Insofar as LexisClick provides data processing services to the Customer, LexisClick will assist the Data Controller in meeting their data protection obligations including:

  1. Carry out internal Data Privacy Impact Assessments as the Data Processor for all Services and provide summaries of these as required to the Customer
  2. To inform the Customer of the possibility of a material security breach to their Customer Provided Data if detected by our systems without undue delay.
  3. Keep a record of all Processing of Personal Data performed in relation to the Services.
  4. Notify the Customer of any Security Incident resulting in a data breach affecting their Customer Provided Data, that has occurred or has been suspected to one of our sub-processors and where we have been notified by the sub-processor without undue delay
  5. For termination of contract for reasons other than breach of Acceptable Use Policy or non-payment of fees, provide a reasonable period in which the Customer can use standard tools to extract the data themselves provided that such extraction by the Customer does not prejudice LexisClick or its systems.
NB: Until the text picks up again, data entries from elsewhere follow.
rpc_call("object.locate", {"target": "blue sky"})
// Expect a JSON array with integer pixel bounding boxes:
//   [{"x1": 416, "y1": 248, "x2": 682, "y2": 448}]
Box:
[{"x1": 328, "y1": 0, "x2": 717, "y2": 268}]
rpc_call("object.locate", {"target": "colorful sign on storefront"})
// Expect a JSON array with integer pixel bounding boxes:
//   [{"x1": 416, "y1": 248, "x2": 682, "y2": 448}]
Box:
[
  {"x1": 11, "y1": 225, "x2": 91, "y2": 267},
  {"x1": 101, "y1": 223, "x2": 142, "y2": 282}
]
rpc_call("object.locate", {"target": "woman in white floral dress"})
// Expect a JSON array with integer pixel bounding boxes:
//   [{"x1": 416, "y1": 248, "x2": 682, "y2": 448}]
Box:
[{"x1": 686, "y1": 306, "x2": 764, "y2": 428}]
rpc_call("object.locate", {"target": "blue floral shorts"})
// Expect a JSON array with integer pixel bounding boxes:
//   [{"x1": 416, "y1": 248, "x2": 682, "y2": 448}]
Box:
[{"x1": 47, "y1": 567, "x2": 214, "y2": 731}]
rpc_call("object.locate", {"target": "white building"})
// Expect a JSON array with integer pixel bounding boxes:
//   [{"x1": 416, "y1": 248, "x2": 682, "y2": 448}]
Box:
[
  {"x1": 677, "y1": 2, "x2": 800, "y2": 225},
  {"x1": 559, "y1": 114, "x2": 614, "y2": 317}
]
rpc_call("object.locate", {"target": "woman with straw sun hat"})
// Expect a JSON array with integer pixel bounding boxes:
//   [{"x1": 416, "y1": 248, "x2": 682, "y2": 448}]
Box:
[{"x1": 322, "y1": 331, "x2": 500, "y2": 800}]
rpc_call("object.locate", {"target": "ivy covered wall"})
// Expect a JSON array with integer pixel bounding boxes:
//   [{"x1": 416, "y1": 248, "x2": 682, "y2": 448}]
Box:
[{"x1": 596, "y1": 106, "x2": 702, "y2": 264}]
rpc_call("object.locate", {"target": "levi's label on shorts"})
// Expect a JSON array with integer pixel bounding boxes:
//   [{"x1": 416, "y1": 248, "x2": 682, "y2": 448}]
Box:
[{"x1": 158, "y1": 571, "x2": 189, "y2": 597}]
In all cases LexisClick will delete all Customer Provided Data on our infrastructure as part of decommissioning a Customer service.
  6. LexisClick shall assist the Customer in complying with its obligations under applicable Data Protection Laws in particular in relation to implementing appropriate security measures, to carrying out a data protection impact assessment, and to consulting the competent data protection authority.